We'll get on the trail!"
"What's the trail, Daddy?" asked Teddy of his father.
"Oh, it means the marks the Indians' ponies may have left in the soft ground," said Mr. Martin. "Uncle Frank and his cowboys will try to trail, or follow, the marks of the horses' feet, and see where the Indians have gone."
"Can't I come?" asked Teddy. "I can ride good now!"
"Oh, no indeed you can't go!" cried Mother Martin. "Are you going?" she asked her husband.
"Yes," he answered. "I think I'll go on the trail with Uncle Frank."
CHAPTER XVII
THE CURLYTOPS ALONE
Teddy and Janet sat on a bench outside the cowboys' bunkhouse, as their father, Uncle Frank and a number of the ranchmen rode away over the prairies on the trail of the Indians. The Curlytops did not seem very happy.
"Don't you wish _we_ could go, Jan?" asked Teddy, after he and his sister had sat in silence for some time.
"I just guess I _do_!" she exclaimed. "I can ride good, too. Almost as good as you, Ted, and I don't see why we couldn't go!"
"Yes, you ride nice, Jan," said her brother. "But I thought you were afraid of Indians."
"I used to be, but I'm not any more. Anyway, if you'd stay with me I wouldn't be. And, anyhow, Uncle Frank says the Indians won't hurt us."
"Course they won't! I'm not afraid! I'd go on the trail after 'em if they'd let us."
"So would I. We could throw stones at 'em if they tried to hurt us, Teddy."
"Yes. Or we could ride our ponies fast and get away. Uncle Frank told me the Indians didn't have any good ponies, and that's why they took his."
"But we can't go," said Janet with a sigh.
"No; we've got to stay at home."
A little later a cowboy came limping out of the bunkhouse. His name was Sim Body, but all his friends called him "Baldy" because he had so little hair on his head.
"h.e.l.lo, Curlytops!" cried Baldy in a jolly voice, for he was always good-natured. Even now he was jolly, though he had a lame foot where a horse had stepped on it. That is why he was not on the trail after the Indians with the other cowboys.
"h.e.l.lo," answered Teddy, but he did not speak in a jolly voice.
"Why, what's the matter?" asked Baldy with a laugh, as he limped to the bench and sat down near the two children. "You act as sad and gloomy as if there wasn't a Christmas or a New Year's any more, to say nothing of Fourth of July and birthdays! What's the matter? Seems to me, if I had all the nice, curly hair you two have, I'd be as happy as a horned toad and I'd go around singing all day long," and Baldy rubbed his hand over his own smooth head and laughed.
"I don't like my hair," grumbled Teddy. "It's always getting snarled and the comb gets stuck in it."
"And it does in mine, too," added Janet. "And mother pulls when she tries to untangle it.
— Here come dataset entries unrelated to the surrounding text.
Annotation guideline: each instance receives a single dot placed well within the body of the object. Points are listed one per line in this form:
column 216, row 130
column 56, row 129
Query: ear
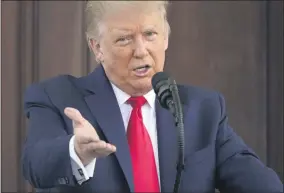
column 96, row 48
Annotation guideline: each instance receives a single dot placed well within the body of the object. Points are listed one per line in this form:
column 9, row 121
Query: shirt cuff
column 82, row 173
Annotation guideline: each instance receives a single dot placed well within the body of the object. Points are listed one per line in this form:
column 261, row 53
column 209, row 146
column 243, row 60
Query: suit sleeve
column 238, row 167
column 46, row 160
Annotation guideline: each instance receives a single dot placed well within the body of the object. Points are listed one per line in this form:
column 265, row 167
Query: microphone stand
column 178, row 116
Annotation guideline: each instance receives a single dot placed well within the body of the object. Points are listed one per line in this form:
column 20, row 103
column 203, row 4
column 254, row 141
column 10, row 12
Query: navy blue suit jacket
column 215, row 156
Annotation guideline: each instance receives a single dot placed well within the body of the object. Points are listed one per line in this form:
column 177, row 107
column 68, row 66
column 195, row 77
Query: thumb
column 74, row 115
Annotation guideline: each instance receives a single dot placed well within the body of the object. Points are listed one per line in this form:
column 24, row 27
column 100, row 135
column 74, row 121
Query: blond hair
column 96, row 10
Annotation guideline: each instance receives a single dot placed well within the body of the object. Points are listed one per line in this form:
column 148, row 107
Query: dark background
column 235, row 47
Mine's longer than Ted's."
"Yes, and nicer, for that reason," went on Baldy. "Though I'd be glad if I had even half of yours, Teddy. But never mind about that. I won't take your hair, though I'd like to know what makes you both so gloomy-like.
Can't you smile?"
Ted and Janet could not help laughing at Baldy, he seemed so funny. He was a good friend of theirs.
"We can't go on the trail after Indians," said Janet. "We want to go, but we've got to stay here."
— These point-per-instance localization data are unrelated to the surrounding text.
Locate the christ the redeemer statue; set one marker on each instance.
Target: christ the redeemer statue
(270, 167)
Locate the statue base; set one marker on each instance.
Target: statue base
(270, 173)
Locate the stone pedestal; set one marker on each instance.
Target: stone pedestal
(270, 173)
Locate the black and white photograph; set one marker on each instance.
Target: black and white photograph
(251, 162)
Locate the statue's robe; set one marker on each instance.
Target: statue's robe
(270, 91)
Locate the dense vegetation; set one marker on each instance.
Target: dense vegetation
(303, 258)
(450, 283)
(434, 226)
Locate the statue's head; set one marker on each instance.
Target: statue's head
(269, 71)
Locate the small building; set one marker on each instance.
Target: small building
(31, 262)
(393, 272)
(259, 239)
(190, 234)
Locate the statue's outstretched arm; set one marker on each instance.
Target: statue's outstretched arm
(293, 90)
"And we can ride our ponies good, too," went on Teddy. "Uncle Frank said we could."
"Yes, you're getting to be pretty good riders," admitted Baldy. "But that isn't saying you're big enough to go on a trail after Indians. Of course these Indians may not be very bad, and maybe they aren't the ones that took our horses. But riding on a trail takes a long while, and maybe the boys will be out all night in the open. You wouldn't like that."
"We went camping with our grandpa once," declared Teddy.
"And we slept in a tent," added his sister.
"And we saw a funny blue light and we thought it was a ghost but it wasn't," continued Teddy.
"Hum! A ghost, eh?" laughed Baldy. "Well, I've never been on a trail after one of _them_, but I've trailed Indians--and helped catch 'em, too."
"How do you do it?" asked Teddy eagerly.